Steve Rushin was born in Elmhurst, Illinois on September 22, 1966 and grew up in Bloomington, Minnesota. After graduating from Marquette University in 1988, he joined the staff of Sports Illustrated, where he was a writer for 19 years.

Called "The best sportswriter in the country" (by the St. Paul Pioneer Press) and "certainly the most fun to read" (by the Hartford Courant), Rushin has also been described as "one of the most agile essayists around" by Publishers Weekly, which listed his book "Road Swing" among the Best Books of 1998. Money magazine called the book "one of the funniest travelogues ever written" and Sports Illustrated named "Road Swing" one of the Top 100 Sports Books of All Time.
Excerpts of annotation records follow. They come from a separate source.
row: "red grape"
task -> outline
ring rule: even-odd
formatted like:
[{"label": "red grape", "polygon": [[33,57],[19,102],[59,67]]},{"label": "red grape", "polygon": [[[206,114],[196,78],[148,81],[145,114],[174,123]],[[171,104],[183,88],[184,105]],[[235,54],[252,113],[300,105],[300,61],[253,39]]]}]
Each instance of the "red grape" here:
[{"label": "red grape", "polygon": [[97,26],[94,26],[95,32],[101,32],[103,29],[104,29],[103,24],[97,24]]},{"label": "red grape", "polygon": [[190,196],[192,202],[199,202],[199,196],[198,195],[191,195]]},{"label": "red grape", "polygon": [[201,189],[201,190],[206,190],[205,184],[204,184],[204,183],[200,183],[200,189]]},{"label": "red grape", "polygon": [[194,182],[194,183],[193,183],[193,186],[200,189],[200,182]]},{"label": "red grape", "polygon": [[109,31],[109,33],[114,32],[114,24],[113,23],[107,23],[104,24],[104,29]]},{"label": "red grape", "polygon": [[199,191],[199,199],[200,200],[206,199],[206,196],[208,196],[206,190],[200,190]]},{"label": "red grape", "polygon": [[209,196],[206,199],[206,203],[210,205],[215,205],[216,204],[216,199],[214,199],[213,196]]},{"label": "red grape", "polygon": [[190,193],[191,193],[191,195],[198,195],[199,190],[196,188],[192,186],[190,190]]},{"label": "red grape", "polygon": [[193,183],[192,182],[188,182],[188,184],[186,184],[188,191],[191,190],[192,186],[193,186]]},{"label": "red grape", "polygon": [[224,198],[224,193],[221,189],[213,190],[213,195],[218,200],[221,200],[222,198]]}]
A collection of Rushin's travel and sports writing - The Caddie Was a Reindeer: And Other Tales of Extreme Recreation - was published by Grove/Atlantic in 2005. It was named a semifinalist for the Thurber Prize for American Humor.

Rushin is a four-time finalist for the National Magazine Award and his work has appeared in the Best American Magazine Writing, The Best American Travel Writing and the Best American Sports Writing Anthologies. His essays have appeared in Time magazine and The New York Times, among other publications.
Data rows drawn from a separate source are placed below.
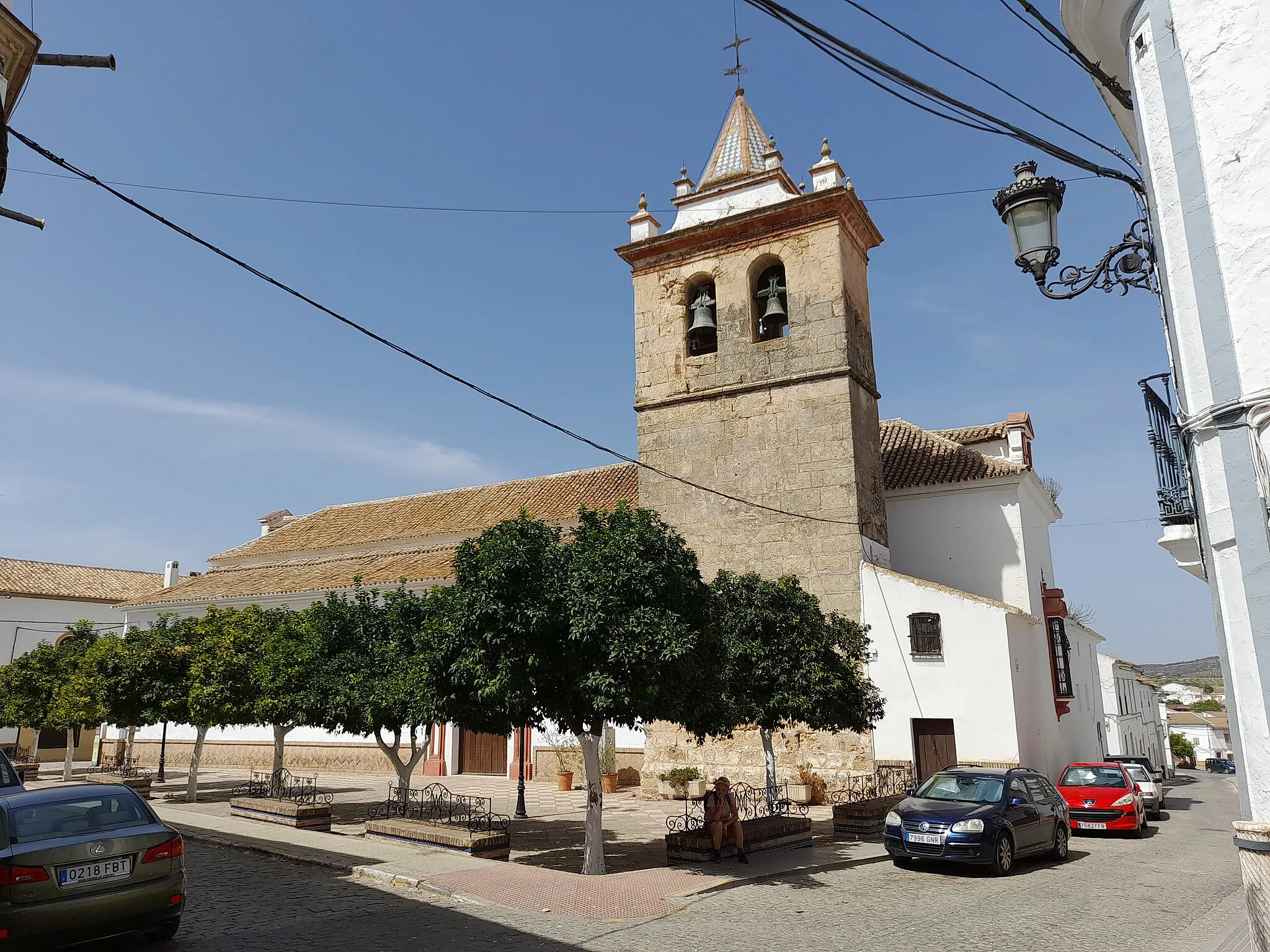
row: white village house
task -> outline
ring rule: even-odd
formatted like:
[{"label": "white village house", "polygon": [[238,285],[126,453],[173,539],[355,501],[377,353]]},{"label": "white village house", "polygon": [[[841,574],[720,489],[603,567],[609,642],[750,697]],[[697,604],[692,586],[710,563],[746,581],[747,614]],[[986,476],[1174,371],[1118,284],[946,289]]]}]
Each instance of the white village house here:
[{"label": "white village house", "polygon": [[[175,564],[168,583],[175,584]],[[66,626],[93,622],[98,631],[121,631],[123,618],[114,605],[149,595],[164,585],[163,572],[100,569],[90,565],[37,562],[30,559],[0,559],[0,664],[30,651],[43,641],[57,644]],[[75,757],[93,751],[91,731],[77,731]],[[0,744],[30,749],[41,760],[61,760],[66,731],[42,730],[37,741],[30,727],[0,727]]]},{"label": "white village house", "polygon": [[[827,611],[871,626],[885,718],[866,735],[784,732],[780,779],[808,763],[832,784],[879,760],[912,762],[922,776],[958,760],[1054,776],[1101,757],[1101,636],[1068,625],[1062,590],[1046,588],[1049,527],[1062,513],[1033,470],[1031,420],[936,432],[878,419],[866,268],[881,235],[827,141],[812,188],[795,185],[743,93],[700,184],[686,170],[674,183],[672,227],[662,234],[641,201],[617,249],[635,284],[640,459],[829,519],[747,509],[631,463],[279,510],[204,575],[123,605],[127,623],[210,603],[304,607],[347,590],[354,574],[367,585],[448,584],[455,546],[521,506],[568,526],[579,504],[627,500],[660,512],[706,578],[794,574]],[[169,731],[169,763],[182,763],[192,735]],[[268,763],[271,740],[267,727],[213,731],[203,763]],[[287,743],[296,765],[386,767],[361,739],[298,729]],[[645,784],[679,763],[762,776],[756,746],[698,748],[674,725],[617,744],[645,746]],[[514,757],[507,737],[441,725],[424,773],[514,774]]]}]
His 1994 story "How We Got Here" remains the longest ever published in a single issue of Sports Illustrated.

For his dispatches from the 1998 Winter Olympics in Nagano, Japan, Rushin was awarded the Prix des Medias Olympiques for "excellence in journalism in the coverage of the Games."

From 1998 to 2007, Rushin wrote a weekly column called Air & Space, which was a finalist for the National Magazine Award in 2004.

In 2006, Rushin was named the National Sportswriter of the Year by the National Sportswriters and Sportscasters Association.

On May 20, 2007, Rushin delivered the commencement address at Marquette University, where he was awarded an honorary Doctor of Letters for "his unique gift of documenting the human condition through his writing."

Rushin and his wife, Rebecca Lobo, live in Connecticut with their two children.